(264b) Nonlinear Predictive Control of Integrated Process Systems | AIChE

(264b) Nonlinear Predictive Control of Integrated Process Systems



The chemical process industry is an intensely competitive environment, in which cost reduction represents a critical factor towards increasing profit margins. The need to lower utility costs and energy consumption, and to improve raw material use has spurred the development and implementation of increasingly integrated process designs that make extensive use of material and energy recycling. While yielding a significant reduction in capital and operating costs, process integration also gives rise to operational and control challenges, including strong interactions between units and nonlinear behavior.

The difficulties posed by the control of integrated plants have been, in numerous instances, successfully addressed within the linear Model Predictive Control (MPC) paradigm. To date, linear MPC remains the approach of choice for regulatory control and plant operation around a steady state, as it permits centralized decision making while accounting for economic optimality, model structure and operating constraints.

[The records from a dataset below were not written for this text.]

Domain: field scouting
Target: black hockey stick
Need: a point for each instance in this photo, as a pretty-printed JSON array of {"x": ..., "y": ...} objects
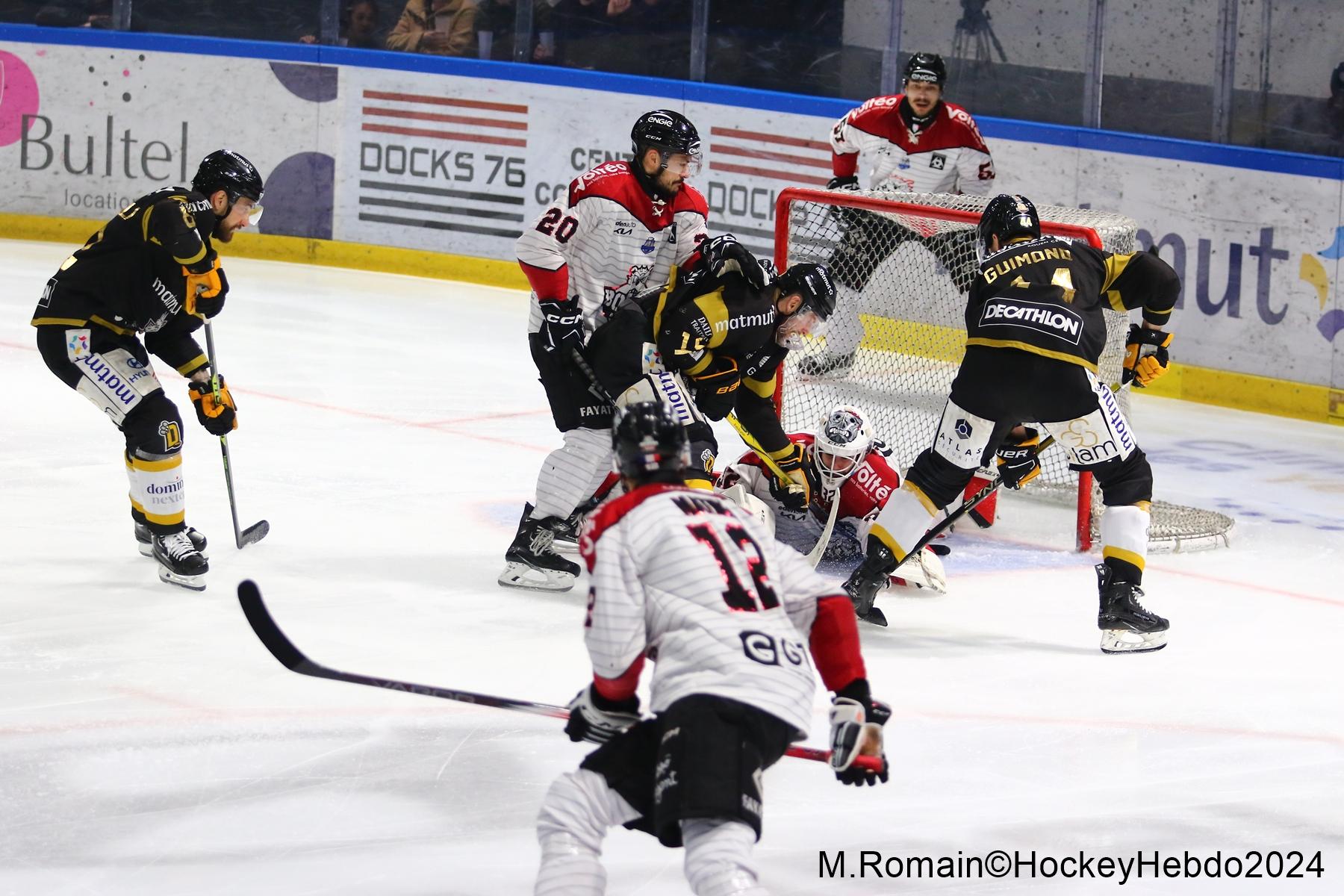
[
  {"x": 257, "y": 531},
  {"x": 290, "y": 657}
]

The current economic environment is, however, highly dynamic. As a result, optimal plant operation requires frequent switching among different product grades and production rates. The limited range of validity of data-driven process models makes enforcing transitions between significantly different operating points via linear MPC a difficult task. In such circumstances, the use of nonlinear (potentially first-principles) process models in formulating the MPC problem would be preferable. The implementation of the latter approach, referred to as nonlinear Model Predictive Control (NMPC) is, however, hindered by the high dimensionality size and stiffness associated with the nonlinear models of complex integrated processes.

In the present paper, we introduce a novel NMPC framework suitable for transition control in a broad class of integrated process systems which feature significant material and/or energy recycling and material purge streams. Specifically, we rely on our previous results [1] to synthesize a control structure at the process unit level, as well as to derive reduced-order representations of the plant-wide dynamics. We subsequently utilize the resulting models to develop and solve a non-stiff, nonlinear MPC formulation for the entire plant. We also introduce a modification of this two-tiered control structure, which incorporates economic parameters in the formulation of the NMPC optimization problem. Finally, we present a case study concerning a reaction-separation network and demonstrate the excellent robustness and flexibility of the proposed approach (implemented using the NMPC package OptCon [2]) when performing economically optimal transitions between different steady states.

[1] Baldea, M. and Daoutidis, P., Control of integrated process networks?A multi-time scale perspective , Comp. Chem. Eng., 31, 426-444, 2007.

[2] Nagy, Z. K., Mahn, B., Franke, R., and Allgower, F., Efficient output feedback nonlinear model predictive control for temperature control of industrial batch reactors, Control Engineering Practice, 15, 839-859, 2007.